Regression – Glanceyes

← Back to Archives

These notes were prepared while studying for technical interviews (e.g., Snap Inc., KRAFTON, etc.).

Each entry contains a concise English summary, key math expressions, and excerpts from my original handwritten/typed study notes.

These notes cover two foundational regression models (the linear case for continuous targets and the logistic case for binary classification) and the probabilistic perspectives that connect them to MLE and MAP.

Linear Regression

Linear Regression: model & objective

Linear Regression: closed-form, probabilistic interpretation

models the relationship between input features and a target variable
- assumes a linear relationship between inputs and output

Model

\[y = w^\top x + \epsilon, \quad \epsilon \sim \mathcal{N}(0, \sigma^2)\]

$x$: input features
$w$: weight vector
$\epsilon$: noise term (usually assumed Gaussian)

Objective

minimize prediction error between model output and ground-truth targets
typically using mean squared error (MSE)

\[\mathcal{L}_{\text{MSE}} = \frac{1}{n} \sum_i (y_i - w^\top x_i)^2\]

Interpretation

each weight $w_j$ represents the contribution of feature $x_j$ to the output
learns a hyperplane in feature space

Gradient-based optimization

compute gradient of MSE w.r.t. $w$
- $\nabla_w \mathcal{L} = -\frac{2}{N} X^\top (y - Xw)$
update using gradient descent
- $w_{t+1} = w_t - \eta\, \nabla_w \mathcal{L}(w_t)$

Closed-form solution (normal equation)

$w^* = (X^\top X)^{-1} X^\top y$
- derived by setting gradient to zero
but $X^\top X$ may be non-invertible (numerical instability)
- in practice: gradient descent, SVD, etc.

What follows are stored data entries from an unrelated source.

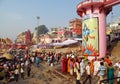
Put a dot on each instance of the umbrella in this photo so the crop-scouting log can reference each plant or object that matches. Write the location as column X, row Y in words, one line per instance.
column 8, row 56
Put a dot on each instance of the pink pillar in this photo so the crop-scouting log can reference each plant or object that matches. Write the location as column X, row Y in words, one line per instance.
column 102, row 34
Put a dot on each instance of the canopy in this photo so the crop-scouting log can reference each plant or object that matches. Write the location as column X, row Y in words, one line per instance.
column 8, row 56
column 69, row 41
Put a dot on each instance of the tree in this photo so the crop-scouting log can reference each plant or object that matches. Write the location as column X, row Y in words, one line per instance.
column 42, row 29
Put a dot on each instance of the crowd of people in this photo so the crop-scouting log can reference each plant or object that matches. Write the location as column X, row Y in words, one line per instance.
column 77, row 66
column 16, row 68
column 101, row 67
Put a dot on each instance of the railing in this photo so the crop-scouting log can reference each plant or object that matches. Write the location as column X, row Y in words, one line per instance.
column 106, row 81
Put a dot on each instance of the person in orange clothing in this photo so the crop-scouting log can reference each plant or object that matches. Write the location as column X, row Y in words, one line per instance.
column 92, row 67
column 68, row 65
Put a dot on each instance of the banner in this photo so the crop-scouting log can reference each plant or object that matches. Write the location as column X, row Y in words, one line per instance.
column 90, row 45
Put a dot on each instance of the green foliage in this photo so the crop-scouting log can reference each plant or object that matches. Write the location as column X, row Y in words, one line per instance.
column 42, row 29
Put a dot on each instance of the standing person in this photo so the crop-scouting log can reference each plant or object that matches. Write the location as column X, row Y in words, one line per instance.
column 22, row 73
column 88, row 74
column 101, row 71
column 96, row 65
column 71, row 67
column 110, row 73
column 68, row 64
column 82, row 67
column 64, row 65
column 78, row 77
column 16, row 74
column 117, row 67
column 28, row 70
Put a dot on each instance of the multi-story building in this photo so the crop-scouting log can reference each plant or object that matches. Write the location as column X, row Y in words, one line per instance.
column 75, row 26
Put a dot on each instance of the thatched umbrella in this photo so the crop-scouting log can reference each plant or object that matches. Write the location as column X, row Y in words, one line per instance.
column 8, row 56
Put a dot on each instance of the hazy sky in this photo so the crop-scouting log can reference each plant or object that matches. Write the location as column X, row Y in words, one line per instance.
column 20, row 15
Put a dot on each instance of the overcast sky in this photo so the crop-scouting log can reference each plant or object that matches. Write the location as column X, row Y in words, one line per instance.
column 20, row 15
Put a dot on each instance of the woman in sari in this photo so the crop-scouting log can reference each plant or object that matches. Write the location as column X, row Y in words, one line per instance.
column 110, row 73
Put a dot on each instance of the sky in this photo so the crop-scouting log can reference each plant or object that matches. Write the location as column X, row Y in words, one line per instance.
column 20, row 15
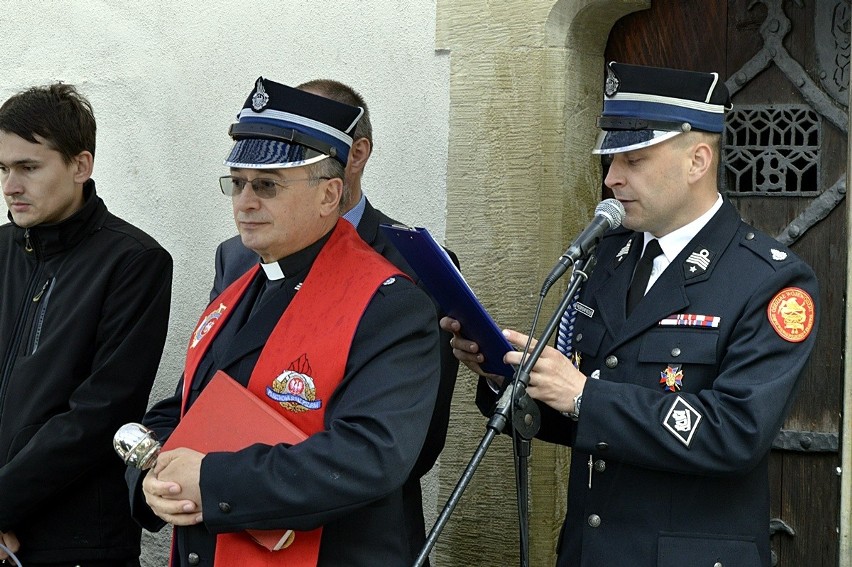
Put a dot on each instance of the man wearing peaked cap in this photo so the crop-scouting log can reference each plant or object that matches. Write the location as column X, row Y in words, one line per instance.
column 233, row 259
column 325, row 332
column 688, row 342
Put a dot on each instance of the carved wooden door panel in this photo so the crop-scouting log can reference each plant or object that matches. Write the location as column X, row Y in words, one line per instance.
column 786, row 64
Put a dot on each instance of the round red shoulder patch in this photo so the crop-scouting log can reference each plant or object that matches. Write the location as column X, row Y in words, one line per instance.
column 791, row 313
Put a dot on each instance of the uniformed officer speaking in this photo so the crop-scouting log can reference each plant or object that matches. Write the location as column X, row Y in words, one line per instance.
column 687, row 360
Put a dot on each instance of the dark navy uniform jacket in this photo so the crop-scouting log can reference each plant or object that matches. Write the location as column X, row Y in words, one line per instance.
column 680, row 478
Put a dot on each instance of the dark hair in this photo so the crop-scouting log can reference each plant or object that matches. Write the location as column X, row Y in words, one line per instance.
column 335, row 90
column 57, row 113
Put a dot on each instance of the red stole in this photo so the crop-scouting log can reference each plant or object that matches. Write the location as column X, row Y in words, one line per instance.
column 302, row 362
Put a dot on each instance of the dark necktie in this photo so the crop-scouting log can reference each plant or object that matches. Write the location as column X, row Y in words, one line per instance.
column 642, row 275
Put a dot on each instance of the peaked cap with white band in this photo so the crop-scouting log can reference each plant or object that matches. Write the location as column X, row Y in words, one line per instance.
column 281, row 127
column 644, row 106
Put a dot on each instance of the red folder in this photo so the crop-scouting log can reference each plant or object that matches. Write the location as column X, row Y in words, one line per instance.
column 227, row 417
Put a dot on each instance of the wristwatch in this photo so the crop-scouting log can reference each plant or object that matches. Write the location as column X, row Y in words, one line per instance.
column 575, row 415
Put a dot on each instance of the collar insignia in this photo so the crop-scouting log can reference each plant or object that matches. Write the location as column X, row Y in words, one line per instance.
column 294, row 389
column 672, row 378
column 697, row 263
column 682, row 421
column 611, row 86
column 260, row 99
column 584, row 309
column 625, row 250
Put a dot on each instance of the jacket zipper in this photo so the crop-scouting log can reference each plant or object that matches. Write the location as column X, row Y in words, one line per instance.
column 42, row 297
column 18, row 332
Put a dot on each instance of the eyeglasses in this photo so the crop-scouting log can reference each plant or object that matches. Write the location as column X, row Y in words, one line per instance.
column 263, row 187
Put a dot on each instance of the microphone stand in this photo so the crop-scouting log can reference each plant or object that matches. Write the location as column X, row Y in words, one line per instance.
column 516, row 407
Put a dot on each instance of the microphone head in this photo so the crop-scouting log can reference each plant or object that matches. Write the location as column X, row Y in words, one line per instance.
column 612, row 210
column 136, row 445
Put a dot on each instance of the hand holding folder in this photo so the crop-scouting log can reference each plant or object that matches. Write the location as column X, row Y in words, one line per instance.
column 227, row 417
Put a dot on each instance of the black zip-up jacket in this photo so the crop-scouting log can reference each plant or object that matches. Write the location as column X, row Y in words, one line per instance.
column 84, row 308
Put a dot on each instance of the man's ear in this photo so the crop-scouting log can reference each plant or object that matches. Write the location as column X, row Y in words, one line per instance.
column 701, row 161
column 358, row 156
column 82, row 165
column 332, row 192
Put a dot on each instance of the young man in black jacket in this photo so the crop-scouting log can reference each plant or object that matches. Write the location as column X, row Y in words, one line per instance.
column 84, row 307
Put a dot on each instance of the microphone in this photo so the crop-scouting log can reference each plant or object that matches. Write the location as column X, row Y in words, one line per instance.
column 608, row 215
column 137, row 446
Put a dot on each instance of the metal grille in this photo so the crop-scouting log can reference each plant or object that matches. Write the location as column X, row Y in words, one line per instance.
column 772, row 151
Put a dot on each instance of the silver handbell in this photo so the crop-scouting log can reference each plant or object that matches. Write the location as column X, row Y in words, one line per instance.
column 136, row 445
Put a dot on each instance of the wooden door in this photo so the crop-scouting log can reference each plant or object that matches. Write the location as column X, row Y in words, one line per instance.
column 786, row 64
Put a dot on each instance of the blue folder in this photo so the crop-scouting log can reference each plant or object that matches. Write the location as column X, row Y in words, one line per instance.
column 445, row 283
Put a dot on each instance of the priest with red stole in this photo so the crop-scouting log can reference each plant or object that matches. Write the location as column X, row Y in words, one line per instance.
column 324, row 331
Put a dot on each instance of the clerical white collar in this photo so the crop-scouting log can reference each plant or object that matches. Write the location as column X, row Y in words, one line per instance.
column 273, row 271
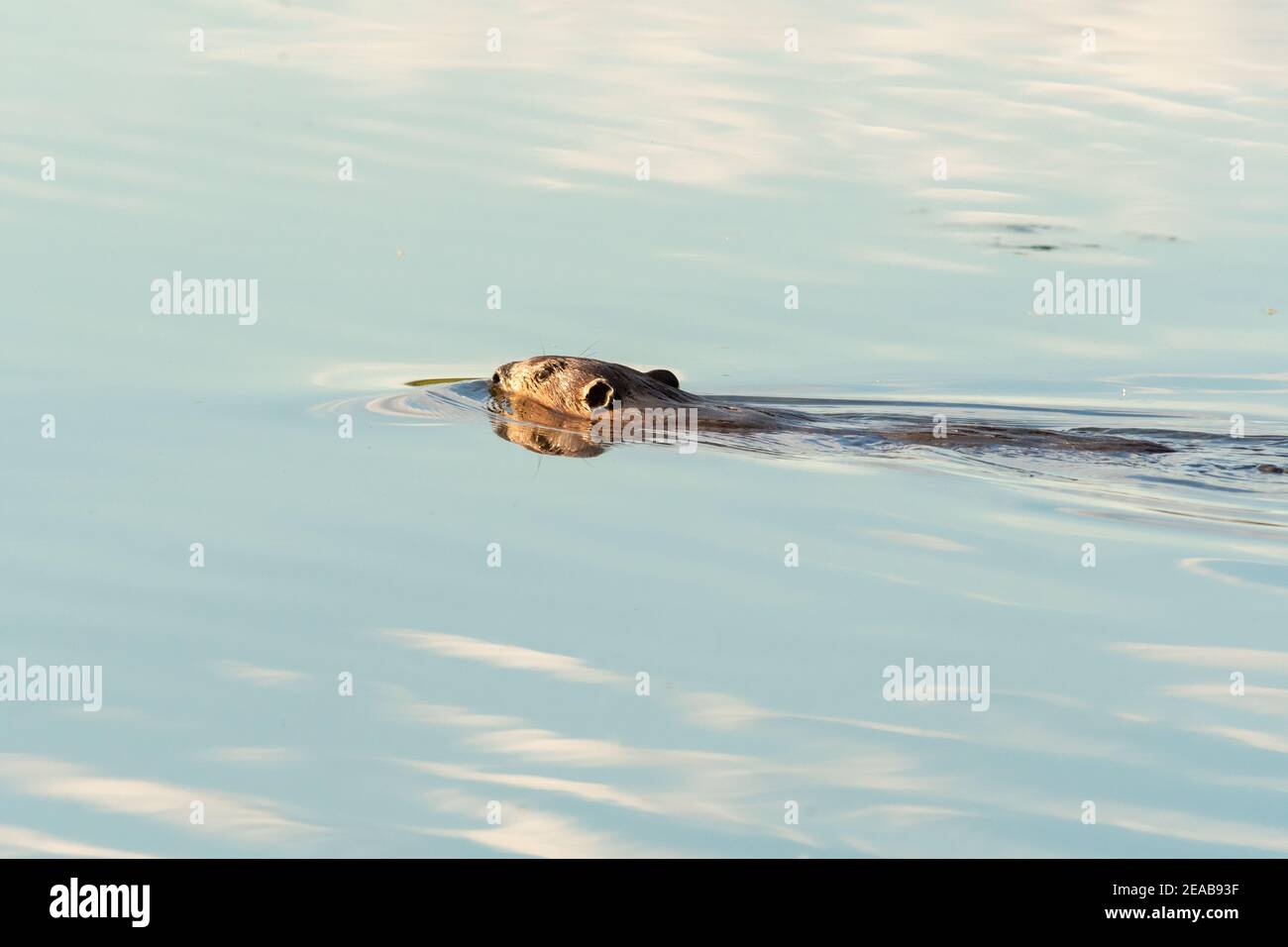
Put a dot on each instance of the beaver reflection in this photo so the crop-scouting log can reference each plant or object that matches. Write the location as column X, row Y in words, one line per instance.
column 541, row 431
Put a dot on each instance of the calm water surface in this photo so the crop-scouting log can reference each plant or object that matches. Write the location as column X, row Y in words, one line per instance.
column 518, row 684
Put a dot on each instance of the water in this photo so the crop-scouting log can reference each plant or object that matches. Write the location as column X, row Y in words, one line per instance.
column 516, row 684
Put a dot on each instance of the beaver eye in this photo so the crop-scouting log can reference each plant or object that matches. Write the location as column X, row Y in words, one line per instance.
column 599, row 393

Probabilistic interpretation

linear regression with MSE = MLE under Gaussian noise
- assume Gaussian noise: $\epsilon \sim \mathcal{N}(0, \sigma^2)$
  - target: a linear function of the input plus additive noise
- likelihood: $p(y \mid X, w) = \mathcal{N}(Xw, \sigma^2 I)$
- maximizing log-likelihood = minimizing MSE
  - $\log p(y \mid X, w) = -\frac{1}{2\sigma^2} |y - Xw|^2 + \text{const}$
- L2 regularization → MAP with Gaussian prior
  - $p(w) = \mathcal{N}(0, \tau^2 I)$

Limitations

cannot model nonlinear relationships
- unless features are manually engineered
sensitive to outliers (due to squared error)

Logistic Regression

Logistic Regression: model, classifier, decision boundary (page 30 portion)

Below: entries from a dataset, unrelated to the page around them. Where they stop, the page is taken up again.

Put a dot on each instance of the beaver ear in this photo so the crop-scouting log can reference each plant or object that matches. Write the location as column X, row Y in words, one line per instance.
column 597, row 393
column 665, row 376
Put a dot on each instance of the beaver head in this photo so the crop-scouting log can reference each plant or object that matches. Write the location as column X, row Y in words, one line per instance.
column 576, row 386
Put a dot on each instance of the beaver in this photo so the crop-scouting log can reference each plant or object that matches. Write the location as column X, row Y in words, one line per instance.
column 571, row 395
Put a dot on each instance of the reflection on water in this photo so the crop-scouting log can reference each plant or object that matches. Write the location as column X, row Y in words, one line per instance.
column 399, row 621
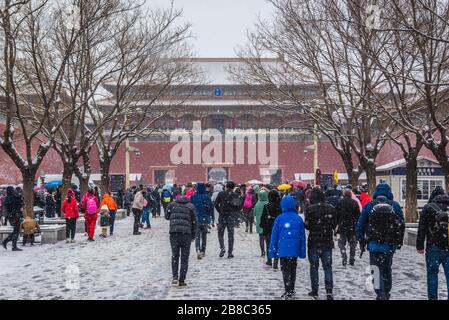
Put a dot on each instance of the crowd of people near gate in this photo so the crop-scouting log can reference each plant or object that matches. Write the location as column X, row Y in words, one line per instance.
column 291, row 222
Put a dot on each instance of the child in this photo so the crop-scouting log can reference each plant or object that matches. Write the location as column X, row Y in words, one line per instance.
column 104, row 221
column 29, row 227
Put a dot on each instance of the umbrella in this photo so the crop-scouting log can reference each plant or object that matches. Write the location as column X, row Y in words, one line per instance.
column 284, row 187
column 298, row 183
column 53, row 184
column 253, row 182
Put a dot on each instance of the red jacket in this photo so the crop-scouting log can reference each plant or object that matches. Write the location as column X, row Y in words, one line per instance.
column 365, row 198
column 70, row 210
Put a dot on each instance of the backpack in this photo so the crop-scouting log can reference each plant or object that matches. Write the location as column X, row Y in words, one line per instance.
column 91, row 205
column 441, row 220
column 248, row 201
column 385, row 226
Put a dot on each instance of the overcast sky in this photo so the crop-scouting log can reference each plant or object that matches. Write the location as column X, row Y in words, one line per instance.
column 219, row 26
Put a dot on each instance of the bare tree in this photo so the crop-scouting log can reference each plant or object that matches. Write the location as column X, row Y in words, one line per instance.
column 30, row 82
column 321, row 45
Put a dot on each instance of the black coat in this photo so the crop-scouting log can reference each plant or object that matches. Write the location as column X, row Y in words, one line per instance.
column 182, row 216
column 269, row 215
column 348, row 213
column 321, row 220
column 13, row 204
column 428, row 229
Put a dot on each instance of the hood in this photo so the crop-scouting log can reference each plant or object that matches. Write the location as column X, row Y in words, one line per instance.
column 200, row 188
column 317, row 196
column 273, row 196
column 438, row 191
column 288, row 204
column 383, row 190
column 10, row 191
column 263, row 196
column 218, row 188
column 182, row 200
column 442, row 199
column 71, row 193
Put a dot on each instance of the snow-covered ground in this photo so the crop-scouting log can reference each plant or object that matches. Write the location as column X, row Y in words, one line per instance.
column 138, row 267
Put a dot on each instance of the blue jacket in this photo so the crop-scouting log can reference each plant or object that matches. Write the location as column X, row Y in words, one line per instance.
column 288, row 238
column 203, row 204
column 382, row 194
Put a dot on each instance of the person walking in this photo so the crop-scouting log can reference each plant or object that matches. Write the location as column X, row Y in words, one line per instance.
column 13, row 204
column 183, row 224
column 71, row 213
column 112, row 207
column 321, row 221
column 29, row 227
column 348, row 214
column 270, row 212
column 381, row 229
column 90, row 206
column 138, row 205
column 204, row 211
column 217, row 189
column 248, row 205
column 433, row 231
column 166, row 197
column 258, row 210
column 228, row 204
column 288, row 243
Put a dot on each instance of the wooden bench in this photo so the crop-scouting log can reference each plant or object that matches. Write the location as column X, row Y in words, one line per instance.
column 50, row 234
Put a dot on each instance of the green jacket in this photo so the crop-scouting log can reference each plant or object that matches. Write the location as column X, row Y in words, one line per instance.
column 258, row 209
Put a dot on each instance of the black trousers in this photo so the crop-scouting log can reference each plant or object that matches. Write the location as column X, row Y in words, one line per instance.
column 180, row 246
column 137, row 214
column 26, row 237
column 14, row 236
column 70, row 228
column 226, row 221
column 288, row 267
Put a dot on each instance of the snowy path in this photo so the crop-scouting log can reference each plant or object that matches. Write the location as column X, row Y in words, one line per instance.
column 138, row 267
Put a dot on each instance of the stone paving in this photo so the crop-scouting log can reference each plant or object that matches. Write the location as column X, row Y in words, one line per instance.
column 138, row 267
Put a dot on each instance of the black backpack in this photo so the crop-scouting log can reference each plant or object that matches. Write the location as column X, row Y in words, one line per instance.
column 385, row 226
column 441, row 220
column 233, row 202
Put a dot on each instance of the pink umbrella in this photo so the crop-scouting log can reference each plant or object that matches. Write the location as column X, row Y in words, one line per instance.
column 298, row 183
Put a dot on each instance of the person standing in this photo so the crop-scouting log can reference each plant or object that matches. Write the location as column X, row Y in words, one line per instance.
column 112, row 210
column 270, row 212
column 381, row 228
column 258, row 210
column 91, row 207
column 248, row 205
column 204, row 211
column 70, row 210
column 29, row 227
column 182, row 216
column 138, row 205
column 228, row 204
column 348, row 214
column 321, row 221
column 166, row 198
column 13, row 205
column 433, row 229
column 217, row 189
column 288, row 242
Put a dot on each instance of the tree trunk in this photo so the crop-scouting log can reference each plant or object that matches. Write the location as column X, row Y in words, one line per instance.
column 105, row 168
column 28, row 195
column 370, row 170
column 411, row 191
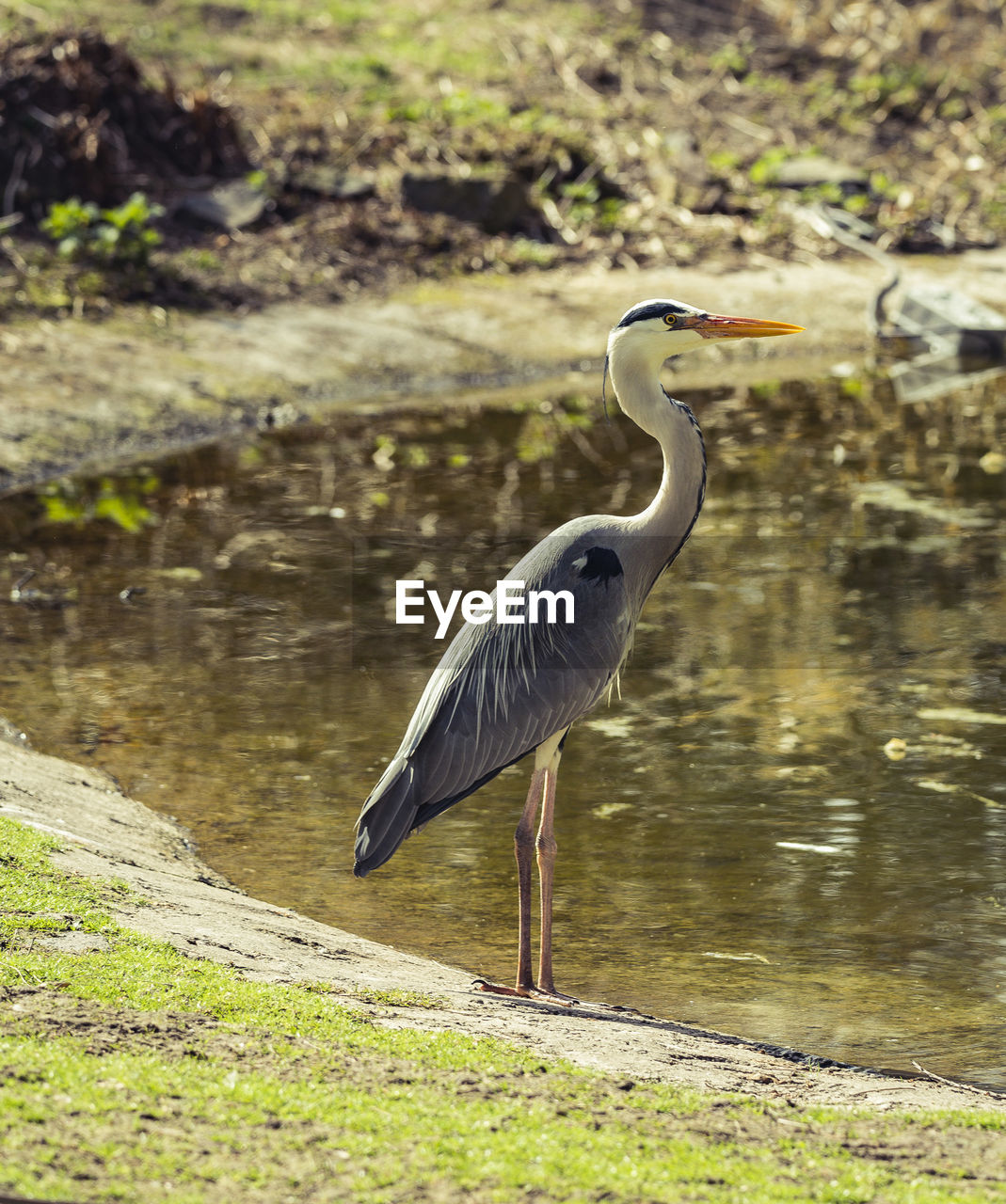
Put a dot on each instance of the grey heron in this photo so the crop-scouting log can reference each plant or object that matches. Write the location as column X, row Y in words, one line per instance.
column 503, row 689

Logistic Regression: likelihood, MLE, BCE, gradient, training (page 31)

linear classifier that models the probability of a binary label
uses a linear score $w^\top x$ and squashes it into $[0, 1]$ with a sigmoid
decision boundary: predict class 1 when $\sigma(w^\top x) > 0.5$, equivalent to $w^\top x > 0$

Model

\[p(y = 1 \mid x; w) = \sigma(w^\top x) = \frac{1}{1 + e^{-w^\top x}}\]

Likelihood (Bernoulli)

$p(y \mid x, w) = p^y (1-p)^{1-y}$ where $p = \sigma(w^\top x)$
$p(y \mid x, w) = \sigma(w^\top x)^y \, (1 - \sigma(w^\top x))^{1-y}$

MLE Objective

maximize likelihood over data
equivalent to minimizing NLL (negative log-likelihood)

NLL = Binary Cross-Entropy (BCE)

$-\log p(y \mid x, w) = -y \log p - (1-y) \log (1 - p)$
equivalent to Binary Cross-Entropy (BCE)
gradient: $\nabla_w \mathcal{L}(w) = X^\top (p - y)$

Training

no closed-form solution in general
optimize with gradient descent or variants (SGD, Adam)